One day, my wife asked me, 'Are you trying to build a Taj Mahal on our graves?' It shook me. I could not sleep for days.
There are people like Bala and Cheran who are courageous enough to go ahead with what they believe in. I appreciate and admire their courage. They are my close friends and are known as serious filmmakers. But I am a commercial filmmaker.
When you approached the producers with a commercial story idea, did they lap it up immediately?
That is exactly what happened. I wanted to test my ability in creating a script with all the commercial elements in it. The moment I narrated the idea to a producer, he was very excited. He said this was what he wanted.
The producers were happy, but I was not. I felt I could have done this many years ago.
Were you not selling the artiste in you?
Yes. That's what I did. I apologise for that.
The momentThirumalai hit the screens, did your life change?
In a week, my entire lifestyle changed. A Ford Ikon car replaced my second-hand Hero Honda Splendor bike. From having food from an Udipi hotel, I have a Club card from Sheraton and the Taj. I bought a three bedroom deluxe flat for Rs 30,00,000. After 10 days, I asked myself, is this the real me?
Were you happy with those material possessions?
No. All I needed was a small house, and a vehicle to move from one place to another. Not a luxury car.
What I am going to do now is, for one more year, I will make commercial films and then, make only films that I like.
But after each success, people will flood you with more and more money.

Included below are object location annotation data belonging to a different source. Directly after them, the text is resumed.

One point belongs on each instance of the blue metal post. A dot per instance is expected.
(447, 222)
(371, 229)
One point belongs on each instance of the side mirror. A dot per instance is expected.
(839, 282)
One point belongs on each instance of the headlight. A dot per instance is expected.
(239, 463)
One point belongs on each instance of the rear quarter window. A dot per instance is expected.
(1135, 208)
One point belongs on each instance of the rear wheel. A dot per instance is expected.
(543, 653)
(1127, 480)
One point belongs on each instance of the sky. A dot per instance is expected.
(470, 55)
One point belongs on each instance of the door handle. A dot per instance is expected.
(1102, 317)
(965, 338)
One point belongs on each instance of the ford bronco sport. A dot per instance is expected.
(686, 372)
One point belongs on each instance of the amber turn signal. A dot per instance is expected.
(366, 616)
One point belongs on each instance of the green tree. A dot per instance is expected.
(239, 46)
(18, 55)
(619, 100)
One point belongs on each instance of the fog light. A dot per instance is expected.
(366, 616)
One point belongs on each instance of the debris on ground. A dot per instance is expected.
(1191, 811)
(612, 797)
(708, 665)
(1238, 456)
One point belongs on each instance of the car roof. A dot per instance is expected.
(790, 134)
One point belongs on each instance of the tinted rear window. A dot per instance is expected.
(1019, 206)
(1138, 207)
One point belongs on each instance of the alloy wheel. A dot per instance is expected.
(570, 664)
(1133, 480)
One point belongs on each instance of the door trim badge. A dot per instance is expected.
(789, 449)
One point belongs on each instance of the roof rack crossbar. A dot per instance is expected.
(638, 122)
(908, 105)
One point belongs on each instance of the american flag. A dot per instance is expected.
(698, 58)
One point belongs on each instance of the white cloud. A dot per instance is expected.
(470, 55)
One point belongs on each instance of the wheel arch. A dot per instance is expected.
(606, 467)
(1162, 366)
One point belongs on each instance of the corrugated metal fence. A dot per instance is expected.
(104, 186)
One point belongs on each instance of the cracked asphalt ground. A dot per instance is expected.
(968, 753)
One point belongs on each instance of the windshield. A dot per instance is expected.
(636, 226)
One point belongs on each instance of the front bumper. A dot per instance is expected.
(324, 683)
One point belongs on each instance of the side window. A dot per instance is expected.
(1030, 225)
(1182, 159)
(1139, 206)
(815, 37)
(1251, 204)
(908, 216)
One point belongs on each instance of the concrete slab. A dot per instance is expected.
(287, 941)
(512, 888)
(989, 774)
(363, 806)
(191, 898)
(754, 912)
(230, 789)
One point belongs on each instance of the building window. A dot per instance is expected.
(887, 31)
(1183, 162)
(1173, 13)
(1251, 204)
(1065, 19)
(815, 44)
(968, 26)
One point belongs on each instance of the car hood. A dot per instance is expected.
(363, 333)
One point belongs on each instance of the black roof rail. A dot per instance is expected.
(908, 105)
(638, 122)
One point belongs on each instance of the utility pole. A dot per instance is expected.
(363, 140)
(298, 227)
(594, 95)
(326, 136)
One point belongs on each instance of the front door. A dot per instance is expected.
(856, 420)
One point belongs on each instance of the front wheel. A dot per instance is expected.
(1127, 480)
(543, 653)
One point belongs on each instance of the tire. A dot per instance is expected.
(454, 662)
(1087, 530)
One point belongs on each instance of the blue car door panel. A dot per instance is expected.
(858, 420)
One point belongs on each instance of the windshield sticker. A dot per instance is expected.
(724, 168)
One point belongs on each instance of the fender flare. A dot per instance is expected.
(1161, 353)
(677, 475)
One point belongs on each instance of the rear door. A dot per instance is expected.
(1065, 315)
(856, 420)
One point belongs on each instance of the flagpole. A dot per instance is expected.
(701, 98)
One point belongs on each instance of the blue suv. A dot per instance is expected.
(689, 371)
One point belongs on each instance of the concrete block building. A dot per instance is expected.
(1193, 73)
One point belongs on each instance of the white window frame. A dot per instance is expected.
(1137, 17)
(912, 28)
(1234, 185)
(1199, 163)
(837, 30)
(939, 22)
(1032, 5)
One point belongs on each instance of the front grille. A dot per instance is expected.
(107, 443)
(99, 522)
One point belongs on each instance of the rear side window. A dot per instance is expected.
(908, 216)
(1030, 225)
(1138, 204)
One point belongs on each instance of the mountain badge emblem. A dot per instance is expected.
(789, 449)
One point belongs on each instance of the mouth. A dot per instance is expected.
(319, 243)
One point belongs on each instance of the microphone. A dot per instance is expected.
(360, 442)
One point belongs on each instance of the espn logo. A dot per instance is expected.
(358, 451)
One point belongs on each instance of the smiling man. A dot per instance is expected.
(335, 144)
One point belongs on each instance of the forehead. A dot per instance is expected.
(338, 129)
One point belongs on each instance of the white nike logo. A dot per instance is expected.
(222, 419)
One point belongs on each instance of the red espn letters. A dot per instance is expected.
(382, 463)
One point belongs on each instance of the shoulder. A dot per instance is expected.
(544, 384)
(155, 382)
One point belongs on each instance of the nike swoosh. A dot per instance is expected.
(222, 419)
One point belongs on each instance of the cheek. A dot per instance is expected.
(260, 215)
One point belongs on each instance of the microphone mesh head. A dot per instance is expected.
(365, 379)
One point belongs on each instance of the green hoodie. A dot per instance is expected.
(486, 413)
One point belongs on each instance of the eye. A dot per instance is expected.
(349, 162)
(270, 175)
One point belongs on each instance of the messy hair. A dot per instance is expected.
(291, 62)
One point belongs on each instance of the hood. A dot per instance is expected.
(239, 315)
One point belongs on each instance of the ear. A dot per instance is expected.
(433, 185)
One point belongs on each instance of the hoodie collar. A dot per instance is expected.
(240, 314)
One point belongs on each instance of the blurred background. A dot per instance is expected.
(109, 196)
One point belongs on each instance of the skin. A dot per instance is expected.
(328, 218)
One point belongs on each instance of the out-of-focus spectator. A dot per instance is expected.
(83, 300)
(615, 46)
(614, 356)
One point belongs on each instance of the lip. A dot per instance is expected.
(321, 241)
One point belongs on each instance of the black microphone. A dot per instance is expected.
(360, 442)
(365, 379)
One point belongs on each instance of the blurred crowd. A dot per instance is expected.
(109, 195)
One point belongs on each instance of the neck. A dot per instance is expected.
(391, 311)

Aren't you in a trap?
That's what [noted cinematographer] K V Anand and Cheran tell me. They tell me, you are trapped. You cannot come out. I have commitments up to 2006. I am making a film with Vijay, and then with Jayam Ravi and Trisha Krishnan for S P Balasubramanyam Sir.
That's why I have started my own production house. From there, I will only make films that I want to make, the ones that I believe in.